Internationalization (I18N) comments

Tom Morris
2004-02-23
2004-02-24
  • Tom Morris
    Tom Morris
    2004-02-23

    Here are some initial comments on the I18N Standards document dated 18 Jan 2004.

    Section 2 - I don't think the assumption of using the system default locale is a good one.  The user should be able to choose an application specific locale which is different from the system default.

    For a genealogy application, multiple locales need to be supported -- at least one for the UI and a different one for current report (ie multilingual researchers will have a prefered language for the UI, but will generate reports in the language of their correspondant.)
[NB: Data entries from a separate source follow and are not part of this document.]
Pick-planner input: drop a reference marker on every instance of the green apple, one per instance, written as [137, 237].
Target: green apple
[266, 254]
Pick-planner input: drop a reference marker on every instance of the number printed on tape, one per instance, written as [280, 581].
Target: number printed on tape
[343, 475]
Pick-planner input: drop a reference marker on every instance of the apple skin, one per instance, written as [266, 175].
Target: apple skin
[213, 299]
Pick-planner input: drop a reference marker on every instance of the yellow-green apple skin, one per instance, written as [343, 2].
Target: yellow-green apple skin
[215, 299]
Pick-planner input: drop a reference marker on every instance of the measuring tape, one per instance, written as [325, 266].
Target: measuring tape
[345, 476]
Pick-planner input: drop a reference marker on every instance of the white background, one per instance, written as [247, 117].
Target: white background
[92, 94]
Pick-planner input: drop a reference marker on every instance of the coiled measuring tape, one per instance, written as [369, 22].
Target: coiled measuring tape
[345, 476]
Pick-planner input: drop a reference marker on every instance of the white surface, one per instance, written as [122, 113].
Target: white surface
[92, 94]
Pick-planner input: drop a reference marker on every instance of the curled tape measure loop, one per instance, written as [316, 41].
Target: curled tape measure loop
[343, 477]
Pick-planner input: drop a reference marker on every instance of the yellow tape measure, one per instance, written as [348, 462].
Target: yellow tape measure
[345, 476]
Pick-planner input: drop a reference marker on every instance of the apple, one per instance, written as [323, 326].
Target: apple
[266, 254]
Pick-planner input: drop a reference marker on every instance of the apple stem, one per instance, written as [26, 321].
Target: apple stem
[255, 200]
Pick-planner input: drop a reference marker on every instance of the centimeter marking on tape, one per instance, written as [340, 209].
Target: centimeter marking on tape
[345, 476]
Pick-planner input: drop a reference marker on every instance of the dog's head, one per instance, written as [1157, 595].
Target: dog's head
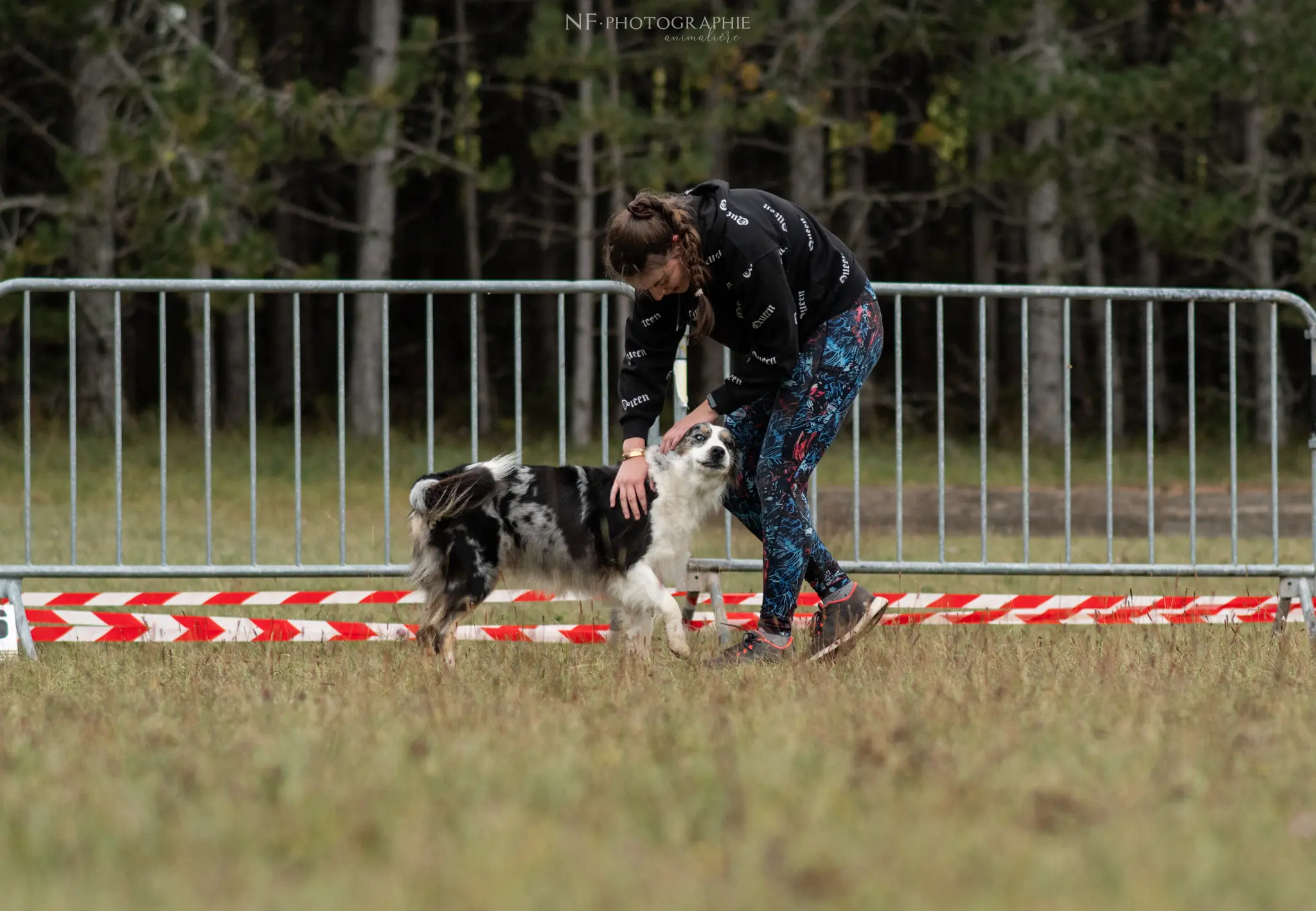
[708, 449]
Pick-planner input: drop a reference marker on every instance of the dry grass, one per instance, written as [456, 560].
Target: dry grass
[936, 768]
[958, 768]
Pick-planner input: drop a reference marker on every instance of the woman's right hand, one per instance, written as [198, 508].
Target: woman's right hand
[628, 489]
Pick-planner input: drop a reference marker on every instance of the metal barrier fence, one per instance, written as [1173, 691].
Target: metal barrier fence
[704, 569]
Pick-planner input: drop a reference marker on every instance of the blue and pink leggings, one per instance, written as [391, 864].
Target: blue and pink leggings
[781, 440]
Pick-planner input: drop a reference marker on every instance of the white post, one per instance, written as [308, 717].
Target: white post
[13, 622]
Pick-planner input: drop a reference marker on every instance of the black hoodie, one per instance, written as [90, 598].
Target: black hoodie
[777, 275]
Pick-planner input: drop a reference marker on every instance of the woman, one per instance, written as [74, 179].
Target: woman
[763, 278]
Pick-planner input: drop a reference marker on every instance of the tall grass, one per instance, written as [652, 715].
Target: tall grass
[935, 768]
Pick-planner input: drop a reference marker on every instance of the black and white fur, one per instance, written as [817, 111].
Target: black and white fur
[552, 528]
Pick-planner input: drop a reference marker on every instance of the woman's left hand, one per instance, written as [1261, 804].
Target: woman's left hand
[704, 413]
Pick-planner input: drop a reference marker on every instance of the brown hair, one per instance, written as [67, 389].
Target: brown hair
[645, 230]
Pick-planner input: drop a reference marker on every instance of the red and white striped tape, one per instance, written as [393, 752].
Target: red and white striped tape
[274, 598]
[75, 626]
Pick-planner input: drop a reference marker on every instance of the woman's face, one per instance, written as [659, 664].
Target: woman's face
[664, 278]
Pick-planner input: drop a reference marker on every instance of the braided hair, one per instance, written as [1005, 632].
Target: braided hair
[645, 230]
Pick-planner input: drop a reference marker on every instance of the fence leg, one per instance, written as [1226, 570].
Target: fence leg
[715, 595]
[1304, 595]
[13, 622]
[1282, 610]
[694, 586]
[712, 584]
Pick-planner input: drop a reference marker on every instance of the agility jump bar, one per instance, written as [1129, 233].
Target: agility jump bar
[58, 624]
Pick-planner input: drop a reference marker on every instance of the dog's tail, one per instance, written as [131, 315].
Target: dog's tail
[433, 500]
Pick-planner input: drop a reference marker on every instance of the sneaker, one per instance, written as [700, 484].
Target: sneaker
[756, 647]
[841, 620]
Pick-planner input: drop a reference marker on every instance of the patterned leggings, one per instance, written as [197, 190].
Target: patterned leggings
[781, 440]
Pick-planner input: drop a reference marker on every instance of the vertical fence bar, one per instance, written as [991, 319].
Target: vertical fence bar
[1274, 433]
[476, 377]
[119, 435]
[899, 437]
[1023, 360]
[941, 429]
[982, 424]
[1234, 433]
[385, 433]
[1069, 433]
[208, 393]
[1311, 438]
[1193, 432]
[26, 427]
[252, 415]
[562, 381]
[603, 375]
[342, 428]
[855, 466]
[429, 383]
[727, 515]
[73, 427]
[296, 426]
[163, 428]
[1150, 415]
[1110, 438]
[516, 343]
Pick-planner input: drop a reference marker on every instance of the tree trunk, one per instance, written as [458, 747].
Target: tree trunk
[93, 248]
[855, 102]
[233, 318]
[377, 203]
[1149, 257]
[807, 154]
[197, 325]
[1261, 252]
[1149, 275]
[1044, 249]
[469, 190]
[984, 273]
[1094, 372]
[616, 177]
[582, 379]
[708, 353]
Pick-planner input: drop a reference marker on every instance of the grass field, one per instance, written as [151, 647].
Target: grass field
[936, 768]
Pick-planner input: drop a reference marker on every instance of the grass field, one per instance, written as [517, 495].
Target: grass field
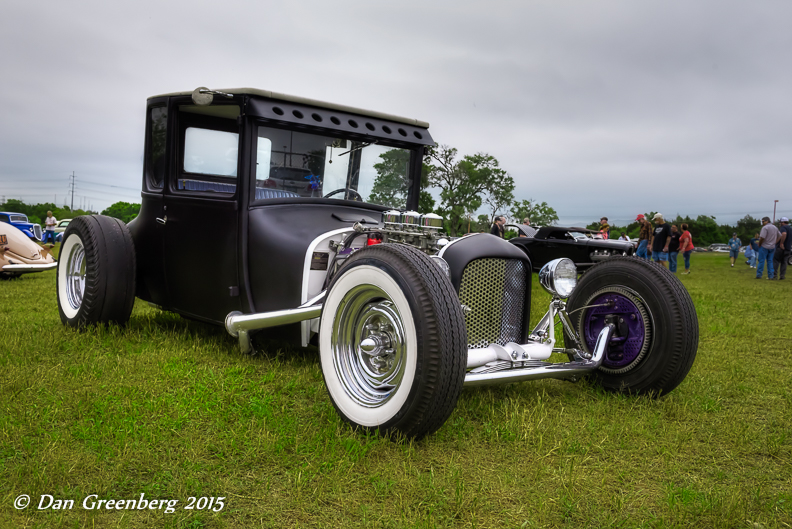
[170, 409]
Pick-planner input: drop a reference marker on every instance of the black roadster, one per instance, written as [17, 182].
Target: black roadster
[262, 209]
[579, 244]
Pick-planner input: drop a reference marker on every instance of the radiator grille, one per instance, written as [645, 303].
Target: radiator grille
[494, 290]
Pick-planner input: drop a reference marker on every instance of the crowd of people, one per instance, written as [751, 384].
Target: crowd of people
[771, 246]
[663, 242]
    If any of the core routines are used in a multithreaded, multiuser server environment (eg a web server), they'll need to support a locale per connected user.

    Character set issues need to be addressed.  Perhaps this all happens magically in the supporting Java classes, but I wouldn't bet on it.  BIDI and MBCS need to be supported.

    Section 3 - Having a single huge resource file doesn't scale (I'm dealing with this now in another genealogy application that I'm translating).  It's much better to have a file per package, perhaps with some hierarchical searching/defaulting.  This also automatically allows plugins to provide their own resources.

    Never, EVER, use string concatentation.  Any use of "+, +", or StringBuffer.append() for user visible text is WRONG.  (Yup, I'm shouting).

    Using string concatentation for keys is bad too because it makes it hard for tools to help you find mismatches between your properties file and your code.

    There are standard formatting tasks commonly done on genealogy objects that should be supported directly to help coders avoid the temptation to do their own.  Things like <surname>, <given names> (ID#) should be coded once in the supporting class (and localized/internationalized there).

    Section 5.1 - Strings need to be either tagged with their character set or translated to some canonical character set.  The former is probably preferable.  That also means that there are potentially input and output transformations required if the user interface is using a different character set.

    Section 6 - I don't know enough about database technology to comment knowledgeably, but I'm suspicious of assuming that the database will collate correctly without external assistance.  In particular, I'm pretty sure that collating sequences are  locale specific, so they need to change when the user selects a different output language/locale for a report. 

     
    • Tom,
      just one little comment here. What is magical about surnames? For the majority of Norwegian genealogy, the concept of surnames just doesn't apply.

       
      • Tom Morris
        Tom Morris
        2004-02-24

        OK, that was a bad example.  The main point is that in every culture there's one or a small number of standard ways that genealogy software packages format names and the knowledge of how to do that formatting should be encapsulated in a single place.

         
    • Ed Ridpath
      Ed Ridpath
      2004-02-24

      Let's see if I can address - I can tell many of these threads will require thourough review to ensure we capture or conclude on them.

      Anyway, section 2 default locale - i think I agree that whcih locale was in use for the UI  would go this way: 1) Specific change ie user selected a new locale from a menu 2) Appliciation specific ie taken from GeneaPro config file 3) System default.  Either way, once the locale is set, there is no need to worry about it as long as we use the locale aware output functions.  And I see these as part of the UI code for the most part - so therefore support multiple simultanuos users with different locales.

      I think different  locales can be supported for the UI and output reports - that is a very good point

      Charactor sets is listed as a possible TODO - we are expecting the database or Java classes to handle, but as you mention, this may not be a good assumption.

      Resource files - it makes sense that in a large program these become unweildy - separating by package, might make sense, although the UI package will still have a large file - this is worth more research.

      As far as standard formating objects, in principle I agree, and as Leif pointed out, might want to make them more generaic (ie format a name and then provide differnt name types).

       
    • Tom Morris
      Tom Morris
      2004-02-24

      After I wrote this I came across a properties file which had a comment to the effect of "don't put things here, put them in the Java class."

      This seems exactly backwards to me.  It is much easier for translators to deal with property files than Java source modules and they're much less likely to mess it up.

      I think the only time you want to be creating Java resource classes is when there are data types which can't be represented in a properties file.